Forbairt Feirste Director, Jake Mac Siacais told the Andersonstown News that the Irish language community’s infrastructure in the north will be ‘decimated’ by the Foras decision.
“If the bald truth be told, it has been a rationalisation and cuts agenda which Foras has been slavishly following in recent years whilst all the while adding to its own wages bill”, he said. “And it is a cuts agenda which they will be implementing under these arrangements without any regard to the impact and the implications for the Irish speaking community across the island, but mos particularly here in the north where the Irish language community’s infrastructure, skills base, experience, investments and painstaking partnership building will be decimated by the Foras approach”.
“Back in 2003, when the 26 county government initiated this policy of cuts with a savage 11 per cent cut in the Foras budget, the board of Foras na Gaeilge issued a strong statement saying among other theings, that Board members agreed that the status and repurations of Foras an Gaeilge as a cross-border agency had been weakened and the credibility of the Foras as an all-island language body was in doubt”.

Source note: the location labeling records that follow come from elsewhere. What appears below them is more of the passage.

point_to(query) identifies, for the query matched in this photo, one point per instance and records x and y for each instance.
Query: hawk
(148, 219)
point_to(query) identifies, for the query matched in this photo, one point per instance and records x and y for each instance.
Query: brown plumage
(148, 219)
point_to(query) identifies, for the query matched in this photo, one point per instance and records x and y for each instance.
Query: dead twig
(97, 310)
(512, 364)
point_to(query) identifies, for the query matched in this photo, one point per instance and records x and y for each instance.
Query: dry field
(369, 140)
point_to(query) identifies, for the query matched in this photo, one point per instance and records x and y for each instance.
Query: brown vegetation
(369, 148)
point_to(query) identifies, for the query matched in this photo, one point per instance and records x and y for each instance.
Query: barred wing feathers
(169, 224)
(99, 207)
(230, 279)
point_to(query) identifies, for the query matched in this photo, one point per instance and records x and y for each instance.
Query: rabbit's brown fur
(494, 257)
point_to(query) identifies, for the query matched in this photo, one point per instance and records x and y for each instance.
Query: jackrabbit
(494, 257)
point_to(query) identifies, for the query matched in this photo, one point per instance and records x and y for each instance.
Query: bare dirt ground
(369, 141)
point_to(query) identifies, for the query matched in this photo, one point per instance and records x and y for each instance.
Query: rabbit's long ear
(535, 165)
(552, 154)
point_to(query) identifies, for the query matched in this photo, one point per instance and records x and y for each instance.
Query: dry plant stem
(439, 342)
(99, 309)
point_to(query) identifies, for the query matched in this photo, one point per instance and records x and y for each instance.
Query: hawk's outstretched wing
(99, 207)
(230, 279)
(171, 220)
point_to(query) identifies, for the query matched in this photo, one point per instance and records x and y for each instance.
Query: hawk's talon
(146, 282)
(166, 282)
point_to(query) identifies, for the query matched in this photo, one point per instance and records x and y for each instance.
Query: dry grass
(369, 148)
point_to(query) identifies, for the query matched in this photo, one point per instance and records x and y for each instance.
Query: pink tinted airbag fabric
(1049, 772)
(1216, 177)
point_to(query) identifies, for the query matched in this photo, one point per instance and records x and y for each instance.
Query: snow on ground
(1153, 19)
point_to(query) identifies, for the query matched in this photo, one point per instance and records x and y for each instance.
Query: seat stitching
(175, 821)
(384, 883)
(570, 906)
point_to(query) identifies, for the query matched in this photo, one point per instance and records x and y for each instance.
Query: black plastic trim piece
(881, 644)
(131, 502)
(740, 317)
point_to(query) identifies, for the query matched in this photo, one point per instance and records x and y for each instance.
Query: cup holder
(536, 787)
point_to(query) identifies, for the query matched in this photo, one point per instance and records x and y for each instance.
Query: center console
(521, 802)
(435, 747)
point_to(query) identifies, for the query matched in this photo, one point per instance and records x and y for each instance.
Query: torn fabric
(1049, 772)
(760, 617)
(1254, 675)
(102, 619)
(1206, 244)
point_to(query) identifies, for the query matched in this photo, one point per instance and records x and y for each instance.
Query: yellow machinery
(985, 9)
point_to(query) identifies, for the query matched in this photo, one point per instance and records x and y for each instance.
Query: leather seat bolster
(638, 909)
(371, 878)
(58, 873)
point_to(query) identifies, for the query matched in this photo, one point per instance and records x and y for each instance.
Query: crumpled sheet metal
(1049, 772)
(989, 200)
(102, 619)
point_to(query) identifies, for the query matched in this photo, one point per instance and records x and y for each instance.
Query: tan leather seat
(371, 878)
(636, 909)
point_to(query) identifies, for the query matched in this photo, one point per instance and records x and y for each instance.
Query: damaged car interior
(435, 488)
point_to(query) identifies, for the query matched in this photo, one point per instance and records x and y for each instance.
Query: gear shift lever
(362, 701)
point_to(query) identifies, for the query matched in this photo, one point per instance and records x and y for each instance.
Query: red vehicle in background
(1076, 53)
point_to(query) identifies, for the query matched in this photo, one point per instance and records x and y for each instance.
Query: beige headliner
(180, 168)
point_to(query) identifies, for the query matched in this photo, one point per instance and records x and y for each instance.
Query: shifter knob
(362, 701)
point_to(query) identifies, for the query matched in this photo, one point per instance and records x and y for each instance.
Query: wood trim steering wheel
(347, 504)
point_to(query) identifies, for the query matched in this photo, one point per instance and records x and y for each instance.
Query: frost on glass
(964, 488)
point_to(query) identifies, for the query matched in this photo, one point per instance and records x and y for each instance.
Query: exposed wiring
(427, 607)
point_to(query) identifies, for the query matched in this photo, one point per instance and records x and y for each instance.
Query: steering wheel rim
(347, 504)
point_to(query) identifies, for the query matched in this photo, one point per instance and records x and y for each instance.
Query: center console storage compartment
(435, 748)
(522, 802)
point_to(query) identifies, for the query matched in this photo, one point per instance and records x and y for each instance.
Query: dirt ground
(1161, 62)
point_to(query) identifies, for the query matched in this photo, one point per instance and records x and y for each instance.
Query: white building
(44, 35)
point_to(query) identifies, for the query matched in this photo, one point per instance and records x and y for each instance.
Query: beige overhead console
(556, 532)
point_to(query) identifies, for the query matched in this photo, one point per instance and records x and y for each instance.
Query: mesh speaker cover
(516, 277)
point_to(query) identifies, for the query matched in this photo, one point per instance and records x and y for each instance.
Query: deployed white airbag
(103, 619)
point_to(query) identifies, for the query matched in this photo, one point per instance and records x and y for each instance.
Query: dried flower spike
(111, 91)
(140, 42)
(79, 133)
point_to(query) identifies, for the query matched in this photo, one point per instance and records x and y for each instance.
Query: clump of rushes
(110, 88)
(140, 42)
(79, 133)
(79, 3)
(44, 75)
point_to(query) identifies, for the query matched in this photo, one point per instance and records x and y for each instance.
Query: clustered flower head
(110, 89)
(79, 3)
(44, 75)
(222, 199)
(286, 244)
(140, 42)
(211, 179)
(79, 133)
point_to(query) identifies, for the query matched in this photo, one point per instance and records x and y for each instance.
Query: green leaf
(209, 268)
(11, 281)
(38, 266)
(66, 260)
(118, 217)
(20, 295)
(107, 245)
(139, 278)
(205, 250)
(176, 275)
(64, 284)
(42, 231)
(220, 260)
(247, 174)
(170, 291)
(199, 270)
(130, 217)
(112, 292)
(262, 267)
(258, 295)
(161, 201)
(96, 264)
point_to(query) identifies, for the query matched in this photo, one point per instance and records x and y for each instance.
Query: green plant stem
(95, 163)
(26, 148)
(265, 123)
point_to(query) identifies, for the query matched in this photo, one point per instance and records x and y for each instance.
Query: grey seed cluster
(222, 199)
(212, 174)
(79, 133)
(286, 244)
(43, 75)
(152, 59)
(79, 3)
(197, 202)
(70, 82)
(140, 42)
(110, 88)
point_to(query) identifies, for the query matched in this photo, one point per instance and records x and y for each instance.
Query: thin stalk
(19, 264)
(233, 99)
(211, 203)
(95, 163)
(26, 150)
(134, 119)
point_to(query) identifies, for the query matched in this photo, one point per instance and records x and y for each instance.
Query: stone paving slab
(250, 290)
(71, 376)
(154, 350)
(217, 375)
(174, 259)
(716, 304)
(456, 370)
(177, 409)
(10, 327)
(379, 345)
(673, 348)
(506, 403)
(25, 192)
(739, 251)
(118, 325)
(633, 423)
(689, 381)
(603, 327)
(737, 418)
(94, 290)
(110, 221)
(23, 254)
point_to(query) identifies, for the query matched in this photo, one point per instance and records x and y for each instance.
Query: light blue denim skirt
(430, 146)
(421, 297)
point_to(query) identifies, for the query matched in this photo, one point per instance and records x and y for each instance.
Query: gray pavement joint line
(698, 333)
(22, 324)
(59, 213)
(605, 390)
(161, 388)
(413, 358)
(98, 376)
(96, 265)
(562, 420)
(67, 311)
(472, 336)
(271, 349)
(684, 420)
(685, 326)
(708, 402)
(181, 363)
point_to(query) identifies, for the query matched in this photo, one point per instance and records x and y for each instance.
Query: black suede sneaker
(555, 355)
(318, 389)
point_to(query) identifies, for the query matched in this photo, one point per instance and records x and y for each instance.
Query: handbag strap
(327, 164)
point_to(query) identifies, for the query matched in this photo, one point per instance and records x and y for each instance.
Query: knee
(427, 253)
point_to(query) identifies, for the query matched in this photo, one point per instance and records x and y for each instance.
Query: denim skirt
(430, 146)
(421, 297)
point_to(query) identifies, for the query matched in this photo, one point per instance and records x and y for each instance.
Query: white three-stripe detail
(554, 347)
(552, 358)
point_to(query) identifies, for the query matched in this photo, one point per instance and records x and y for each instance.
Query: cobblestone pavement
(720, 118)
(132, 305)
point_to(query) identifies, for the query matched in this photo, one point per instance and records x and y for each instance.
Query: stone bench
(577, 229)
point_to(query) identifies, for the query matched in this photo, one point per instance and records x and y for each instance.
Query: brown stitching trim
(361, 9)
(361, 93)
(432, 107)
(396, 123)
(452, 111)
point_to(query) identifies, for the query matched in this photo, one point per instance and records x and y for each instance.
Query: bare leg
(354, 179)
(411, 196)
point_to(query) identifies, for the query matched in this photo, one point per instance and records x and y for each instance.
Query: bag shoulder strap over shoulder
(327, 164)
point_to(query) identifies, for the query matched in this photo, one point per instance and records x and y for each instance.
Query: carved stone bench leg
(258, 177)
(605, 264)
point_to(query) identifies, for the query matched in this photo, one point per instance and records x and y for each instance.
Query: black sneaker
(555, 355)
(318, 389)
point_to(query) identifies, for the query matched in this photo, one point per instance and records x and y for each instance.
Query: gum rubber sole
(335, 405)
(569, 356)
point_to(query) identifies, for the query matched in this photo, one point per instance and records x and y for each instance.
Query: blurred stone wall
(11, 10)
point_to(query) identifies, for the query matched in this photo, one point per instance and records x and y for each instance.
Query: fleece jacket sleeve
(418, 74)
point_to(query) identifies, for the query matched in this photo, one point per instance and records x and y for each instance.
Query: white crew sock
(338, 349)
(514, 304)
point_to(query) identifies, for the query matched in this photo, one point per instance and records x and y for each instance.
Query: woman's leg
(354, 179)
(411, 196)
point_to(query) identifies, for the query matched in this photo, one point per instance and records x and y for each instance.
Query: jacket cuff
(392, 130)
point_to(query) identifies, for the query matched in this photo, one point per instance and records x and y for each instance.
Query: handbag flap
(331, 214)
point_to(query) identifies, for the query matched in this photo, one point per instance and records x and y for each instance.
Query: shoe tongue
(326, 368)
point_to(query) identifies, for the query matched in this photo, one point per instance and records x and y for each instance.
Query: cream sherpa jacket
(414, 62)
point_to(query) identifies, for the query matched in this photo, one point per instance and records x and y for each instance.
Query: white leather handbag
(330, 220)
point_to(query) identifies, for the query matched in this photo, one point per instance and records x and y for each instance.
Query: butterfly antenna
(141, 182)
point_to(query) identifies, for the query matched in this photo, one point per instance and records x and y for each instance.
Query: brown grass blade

“Ten years further on it is difficult to give any credibility to the Foras contention, made without a hint of irony, that this latest move heralds a new era for the Irish language when the status and reputation of the Foras as a cross-border agency is weakened and when there is now, more than ever, doubt about the credibility of Foras na Gaeilge as an all-island language body”.
“Having said that, Forbairt Feirste has long been engaged in pioneering work, creating an approach to using the Irish language as a regeneration catalyst which is unique on the island and we will endeavour to secure this work of driving forward the development of the Gaeltacht Quarter and the continued underpinning of the development of the Irish language community in Belfast.
“It is much too important to be allowed to go the wall and much too important to be left to the mercies of Foras and its new funding arrangement which are lacking in both the experience and imagination necessary for the work in hand”.
Raidió Fáilte and An tÁisaonad, both based on the Falls Road and which also receive funding from Foras na Gaeilge, will continue to be funded under separate arrangements.